The documentation says Splunk is creating a CRC hash of the first and last 256 bytes of a file in order to detect weather the file's content has already been processed (eg. log file rotation). Is this true? Recent observations made me believe that only the first 256 bytes and the file size are relevant. How does this similar file detection work exactly?
What are the options to override/tune this behavior other than crcSalt=<SOURCE>? Is there a way to increase this 256 byte window? (eg. let splunk use the first 512 byte to detect simliar files).
Here is an example, to illustrate what I mean:
First 256 byte of every file the directory is the same:
sp@locutus:test_input$ for f in $(ls -1 .); do echo "head -c 256 $f | md5 = $(head -c 256 $f | md5)"; done
head -c 256 timings1_0.csv | md5 = e665ba09f505913aa5fe05d603fde49a
head -c 256 timings1_1.csv | md5 = e665ba09f505913aa5fe05d603fde49a
head -c 256 timings1_2.csv | md5 = e665ba09f505913aa5fe05d603fde49a
head -c 256 timings1_3.csv | md5 = e665ba09f505913aa5fe05d603fde49a
head -c 256 timings1_4.csv | md5 = e665ba09f505913aa5fe05d603fde49a
head -c 256 timings1_5.csv | md5 = e665ba09f505913aa5fe05d603fde49a
head -c 256 timings2_0.csv | md5 = e665ba09f505913aa5fe05d603fde49a
head -c 256 timings2_1.csv | md5 = e665ba09f505913aa5fe05d603fde49a
sp@locutus:test_input$ for f in $(ls -1 .); do echo "du -h $f $(du -h $f)"; done
du -h timings1_0.csv 2,3M timings1_0.csv
du -h timings1_1.csv 8,6M timings1_1.csv
du -h timings1_2.csv 3,4M timings1_2.csv
du -h timings1_3.csv 3,1M timings1_3.csv
du -h timings1_4.csv 2,8M timings1_4.csv
du -h timings1_5.csv 2,8M timings1_5.csv
du -h timings2_0.csv 2,3M timings2_0.csv
du -h timings2_1.csv 7,3M timings2_1.csv
Added to Splunk (it hasn't been on this instance before) into an empty index "test":
sp@locutus:test_input$ splunk add monitor . -index test -sourcetype splunk_dup_test
Your session is invalid. Please login.
Splunk username: admin
Added monitor of '/Users/sp/temp/test_input'.

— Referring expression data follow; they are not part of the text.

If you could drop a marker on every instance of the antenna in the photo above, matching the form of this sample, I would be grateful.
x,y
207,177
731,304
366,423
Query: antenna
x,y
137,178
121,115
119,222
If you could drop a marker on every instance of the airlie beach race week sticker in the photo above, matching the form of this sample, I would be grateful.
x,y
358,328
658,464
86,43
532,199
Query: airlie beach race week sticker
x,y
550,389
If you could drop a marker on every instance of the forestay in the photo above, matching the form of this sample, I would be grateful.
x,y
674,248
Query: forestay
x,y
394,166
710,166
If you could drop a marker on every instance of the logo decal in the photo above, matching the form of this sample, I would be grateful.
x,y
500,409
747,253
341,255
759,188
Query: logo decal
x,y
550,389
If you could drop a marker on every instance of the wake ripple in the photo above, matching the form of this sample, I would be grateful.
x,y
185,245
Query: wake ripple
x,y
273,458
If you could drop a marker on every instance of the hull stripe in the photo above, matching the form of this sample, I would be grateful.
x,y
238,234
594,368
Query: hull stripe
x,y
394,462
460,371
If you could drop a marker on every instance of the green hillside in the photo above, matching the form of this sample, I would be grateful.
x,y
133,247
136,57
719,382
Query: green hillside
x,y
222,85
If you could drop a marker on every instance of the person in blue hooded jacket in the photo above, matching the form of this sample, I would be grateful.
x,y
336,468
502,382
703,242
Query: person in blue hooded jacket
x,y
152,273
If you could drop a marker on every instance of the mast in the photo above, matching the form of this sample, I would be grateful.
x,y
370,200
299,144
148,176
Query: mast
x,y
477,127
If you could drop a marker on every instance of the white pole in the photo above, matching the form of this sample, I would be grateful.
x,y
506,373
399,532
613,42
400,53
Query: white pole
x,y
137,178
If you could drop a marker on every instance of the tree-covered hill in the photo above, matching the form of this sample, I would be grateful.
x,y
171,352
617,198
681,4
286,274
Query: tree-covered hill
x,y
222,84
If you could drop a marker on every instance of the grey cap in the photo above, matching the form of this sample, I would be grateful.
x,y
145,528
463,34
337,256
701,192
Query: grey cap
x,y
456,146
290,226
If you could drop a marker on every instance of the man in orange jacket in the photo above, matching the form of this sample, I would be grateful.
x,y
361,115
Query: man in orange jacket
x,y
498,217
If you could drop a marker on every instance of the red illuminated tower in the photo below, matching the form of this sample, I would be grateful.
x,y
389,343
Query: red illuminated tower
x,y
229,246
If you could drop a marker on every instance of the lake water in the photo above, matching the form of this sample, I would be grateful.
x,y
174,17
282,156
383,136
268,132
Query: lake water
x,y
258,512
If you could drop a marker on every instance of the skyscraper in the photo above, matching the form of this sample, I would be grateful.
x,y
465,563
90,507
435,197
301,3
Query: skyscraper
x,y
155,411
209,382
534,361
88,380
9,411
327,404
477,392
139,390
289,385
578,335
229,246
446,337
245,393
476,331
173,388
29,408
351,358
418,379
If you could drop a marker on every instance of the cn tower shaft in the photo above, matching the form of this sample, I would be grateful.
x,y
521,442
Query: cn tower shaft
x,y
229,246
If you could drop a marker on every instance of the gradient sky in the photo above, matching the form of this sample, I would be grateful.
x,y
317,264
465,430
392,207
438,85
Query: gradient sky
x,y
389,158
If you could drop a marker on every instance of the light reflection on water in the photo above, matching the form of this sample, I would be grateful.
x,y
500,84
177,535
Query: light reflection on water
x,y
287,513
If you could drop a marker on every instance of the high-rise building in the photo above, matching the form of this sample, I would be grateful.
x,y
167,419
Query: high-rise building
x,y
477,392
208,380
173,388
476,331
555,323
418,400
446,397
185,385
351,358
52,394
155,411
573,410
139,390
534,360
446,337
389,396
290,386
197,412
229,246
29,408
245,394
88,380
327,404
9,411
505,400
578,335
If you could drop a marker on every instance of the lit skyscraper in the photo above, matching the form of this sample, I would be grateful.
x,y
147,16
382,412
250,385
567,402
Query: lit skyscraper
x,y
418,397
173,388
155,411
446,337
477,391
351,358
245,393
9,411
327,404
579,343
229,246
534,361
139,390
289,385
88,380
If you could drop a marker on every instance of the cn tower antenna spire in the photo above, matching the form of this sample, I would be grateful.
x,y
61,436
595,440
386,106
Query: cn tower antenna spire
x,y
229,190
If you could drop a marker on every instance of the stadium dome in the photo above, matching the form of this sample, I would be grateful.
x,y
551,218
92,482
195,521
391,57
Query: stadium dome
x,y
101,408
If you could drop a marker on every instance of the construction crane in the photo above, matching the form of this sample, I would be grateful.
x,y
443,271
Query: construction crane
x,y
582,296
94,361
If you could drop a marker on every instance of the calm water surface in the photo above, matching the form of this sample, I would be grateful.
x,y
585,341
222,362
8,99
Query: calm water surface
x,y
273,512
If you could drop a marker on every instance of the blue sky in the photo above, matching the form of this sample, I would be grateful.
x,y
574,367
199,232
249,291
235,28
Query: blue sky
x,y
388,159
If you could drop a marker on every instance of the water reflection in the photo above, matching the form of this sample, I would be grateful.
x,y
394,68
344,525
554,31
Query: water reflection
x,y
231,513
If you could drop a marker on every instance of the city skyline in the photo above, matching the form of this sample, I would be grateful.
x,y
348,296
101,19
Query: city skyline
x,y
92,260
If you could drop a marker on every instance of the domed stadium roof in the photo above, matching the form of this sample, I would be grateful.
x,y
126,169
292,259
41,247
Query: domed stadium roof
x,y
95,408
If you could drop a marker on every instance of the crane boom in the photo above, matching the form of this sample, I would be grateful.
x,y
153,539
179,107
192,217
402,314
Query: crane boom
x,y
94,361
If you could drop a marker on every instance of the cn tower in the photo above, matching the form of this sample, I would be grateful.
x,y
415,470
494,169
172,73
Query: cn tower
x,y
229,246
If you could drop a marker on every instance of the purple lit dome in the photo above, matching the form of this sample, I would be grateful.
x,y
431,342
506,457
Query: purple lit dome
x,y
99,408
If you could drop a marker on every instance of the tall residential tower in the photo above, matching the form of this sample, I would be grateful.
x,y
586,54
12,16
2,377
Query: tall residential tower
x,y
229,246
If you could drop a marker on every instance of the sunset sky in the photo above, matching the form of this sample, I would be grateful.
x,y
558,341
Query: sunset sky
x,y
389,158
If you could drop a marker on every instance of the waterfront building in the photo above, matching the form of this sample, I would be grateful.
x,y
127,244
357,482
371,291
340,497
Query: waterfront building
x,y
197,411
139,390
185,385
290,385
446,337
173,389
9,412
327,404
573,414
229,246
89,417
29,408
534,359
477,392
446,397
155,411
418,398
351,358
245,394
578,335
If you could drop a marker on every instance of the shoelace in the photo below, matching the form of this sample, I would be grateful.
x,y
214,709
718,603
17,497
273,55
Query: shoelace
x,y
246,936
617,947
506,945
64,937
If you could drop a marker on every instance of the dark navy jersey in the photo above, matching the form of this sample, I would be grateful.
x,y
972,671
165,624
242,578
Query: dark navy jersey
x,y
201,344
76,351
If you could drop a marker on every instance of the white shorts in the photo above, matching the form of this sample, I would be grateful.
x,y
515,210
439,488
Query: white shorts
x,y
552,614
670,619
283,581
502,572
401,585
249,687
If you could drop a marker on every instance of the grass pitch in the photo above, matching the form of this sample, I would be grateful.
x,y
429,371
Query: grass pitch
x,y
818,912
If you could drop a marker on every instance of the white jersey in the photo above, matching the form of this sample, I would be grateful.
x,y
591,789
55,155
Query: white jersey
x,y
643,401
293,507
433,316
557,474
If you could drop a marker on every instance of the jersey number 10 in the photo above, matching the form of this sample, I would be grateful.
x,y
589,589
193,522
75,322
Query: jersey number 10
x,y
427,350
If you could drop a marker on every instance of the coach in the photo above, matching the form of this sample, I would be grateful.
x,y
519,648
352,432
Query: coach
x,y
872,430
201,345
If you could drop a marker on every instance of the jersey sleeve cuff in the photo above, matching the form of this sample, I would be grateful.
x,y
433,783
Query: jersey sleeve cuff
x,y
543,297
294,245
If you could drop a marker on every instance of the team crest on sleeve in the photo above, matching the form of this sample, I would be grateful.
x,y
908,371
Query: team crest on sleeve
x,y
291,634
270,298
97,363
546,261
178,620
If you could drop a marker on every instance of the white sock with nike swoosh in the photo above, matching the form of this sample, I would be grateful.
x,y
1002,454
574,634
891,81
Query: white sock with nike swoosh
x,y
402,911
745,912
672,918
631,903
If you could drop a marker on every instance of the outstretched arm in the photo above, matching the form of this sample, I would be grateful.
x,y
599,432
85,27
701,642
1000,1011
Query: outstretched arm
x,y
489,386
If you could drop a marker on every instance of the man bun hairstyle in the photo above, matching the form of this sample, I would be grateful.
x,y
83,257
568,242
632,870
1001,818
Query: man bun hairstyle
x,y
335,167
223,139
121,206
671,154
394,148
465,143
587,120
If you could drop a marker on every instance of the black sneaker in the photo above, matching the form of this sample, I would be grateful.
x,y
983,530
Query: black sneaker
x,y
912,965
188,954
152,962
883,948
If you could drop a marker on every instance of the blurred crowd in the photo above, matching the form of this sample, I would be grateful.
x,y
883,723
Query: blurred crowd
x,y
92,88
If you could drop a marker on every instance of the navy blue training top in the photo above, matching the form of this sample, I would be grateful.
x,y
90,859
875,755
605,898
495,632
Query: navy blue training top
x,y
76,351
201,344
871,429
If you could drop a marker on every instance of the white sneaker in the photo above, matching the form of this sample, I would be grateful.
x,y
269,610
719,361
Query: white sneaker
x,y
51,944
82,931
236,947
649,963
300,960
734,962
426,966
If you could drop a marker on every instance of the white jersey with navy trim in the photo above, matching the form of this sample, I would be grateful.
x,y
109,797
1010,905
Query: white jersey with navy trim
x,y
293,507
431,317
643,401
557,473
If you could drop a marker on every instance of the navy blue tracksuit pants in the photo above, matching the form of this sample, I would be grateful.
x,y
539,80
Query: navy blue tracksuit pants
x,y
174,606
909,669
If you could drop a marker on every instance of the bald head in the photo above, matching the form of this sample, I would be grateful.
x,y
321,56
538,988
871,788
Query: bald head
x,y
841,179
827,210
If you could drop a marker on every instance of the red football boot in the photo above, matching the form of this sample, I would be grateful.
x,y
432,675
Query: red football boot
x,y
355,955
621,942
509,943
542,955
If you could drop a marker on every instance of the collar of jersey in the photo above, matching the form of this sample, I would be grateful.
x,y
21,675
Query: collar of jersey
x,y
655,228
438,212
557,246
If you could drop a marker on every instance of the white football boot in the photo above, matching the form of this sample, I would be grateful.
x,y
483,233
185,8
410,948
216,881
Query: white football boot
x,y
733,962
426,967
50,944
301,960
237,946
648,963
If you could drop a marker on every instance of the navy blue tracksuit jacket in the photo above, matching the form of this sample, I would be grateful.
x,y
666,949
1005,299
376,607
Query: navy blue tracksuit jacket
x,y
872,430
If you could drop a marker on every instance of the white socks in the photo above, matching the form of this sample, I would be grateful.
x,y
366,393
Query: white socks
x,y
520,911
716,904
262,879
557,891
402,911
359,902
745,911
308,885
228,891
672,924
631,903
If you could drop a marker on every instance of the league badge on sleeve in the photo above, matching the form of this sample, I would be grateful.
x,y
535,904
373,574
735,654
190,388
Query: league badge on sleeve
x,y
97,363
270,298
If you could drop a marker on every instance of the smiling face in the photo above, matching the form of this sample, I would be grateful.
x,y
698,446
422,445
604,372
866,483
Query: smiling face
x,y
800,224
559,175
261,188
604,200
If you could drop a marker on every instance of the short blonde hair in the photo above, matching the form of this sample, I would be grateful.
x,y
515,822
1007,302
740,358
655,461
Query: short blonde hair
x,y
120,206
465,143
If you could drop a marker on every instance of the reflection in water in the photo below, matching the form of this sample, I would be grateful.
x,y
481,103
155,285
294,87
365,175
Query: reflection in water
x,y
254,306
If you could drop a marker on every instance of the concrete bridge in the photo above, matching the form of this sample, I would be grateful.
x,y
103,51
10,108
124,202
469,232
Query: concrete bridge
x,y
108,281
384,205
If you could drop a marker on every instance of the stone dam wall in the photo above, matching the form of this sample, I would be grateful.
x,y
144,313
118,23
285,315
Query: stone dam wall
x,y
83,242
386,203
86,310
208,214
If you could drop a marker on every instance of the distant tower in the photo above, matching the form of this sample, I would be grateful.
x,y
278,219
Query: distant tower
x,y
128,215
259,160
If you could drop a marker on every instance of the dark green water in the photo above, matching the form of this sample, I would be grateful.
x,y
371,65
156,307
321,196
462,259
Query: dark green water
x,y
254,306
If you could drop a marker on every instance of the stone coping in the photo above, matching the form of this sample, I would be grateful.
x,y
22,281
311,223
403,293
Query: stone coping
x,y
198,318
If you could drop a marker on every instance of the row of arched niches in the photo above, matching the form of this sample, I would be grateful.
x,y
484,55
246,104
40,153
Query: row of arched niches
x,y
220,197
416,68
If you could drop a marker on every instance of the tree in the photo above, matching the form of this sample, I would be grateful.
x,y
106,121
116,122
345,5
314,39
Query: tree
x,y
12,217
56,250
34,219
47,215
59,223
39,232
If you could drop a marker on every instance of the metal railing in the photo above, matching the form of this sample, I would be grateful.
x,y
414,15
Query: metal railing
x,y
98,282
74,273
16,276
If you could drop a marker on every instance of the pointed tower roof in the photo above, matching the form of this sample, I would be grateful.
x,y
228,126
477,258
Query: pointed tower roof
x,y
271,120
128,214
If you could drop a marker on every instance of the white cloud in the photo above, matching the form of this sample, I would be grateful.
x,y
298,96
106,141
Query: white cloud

Waited a fair amount of time (Splunk finished indexing):
It uses the first 256 bytes and the last 256 bytes by default. There are two other available methods. Adding crcSalt=<SOURCE> simply adds the file path to the hash, so if the file path is invariant, this doesn't actually change things.
You can use the CHECK_METHOD paramater in props.conf to select one of the other methods. You would most likely specify this in a [source::] stanza on the forwarder. From props.conf.spec:
CHECK_METHOD = endpoint_md5 | entire_md5 | modtime
* Set to 'endpoint_md5' to have Splunk checksum of the first and last 256 bytes of a file. When matches are found, Splunk lists the file as already indexed and indexes only new data, or ignores it if there is no new data.
* Set this to "entire_md5" to use the checksum of the entire file.
* Alternatively, set this to "modtime" to check only the modification time of the file.
* Settings other than endpoint_md5 will cause splunk to index the entire file for each detected change.
* Defaults to endpoint_md5.
So, if Splunk uses the first and last 256 bytes of the files, why isn't it indexing more than one file of the example (added to the question)? I've added the CHECK_METHOD to the props.conf as well, didn't make a difference.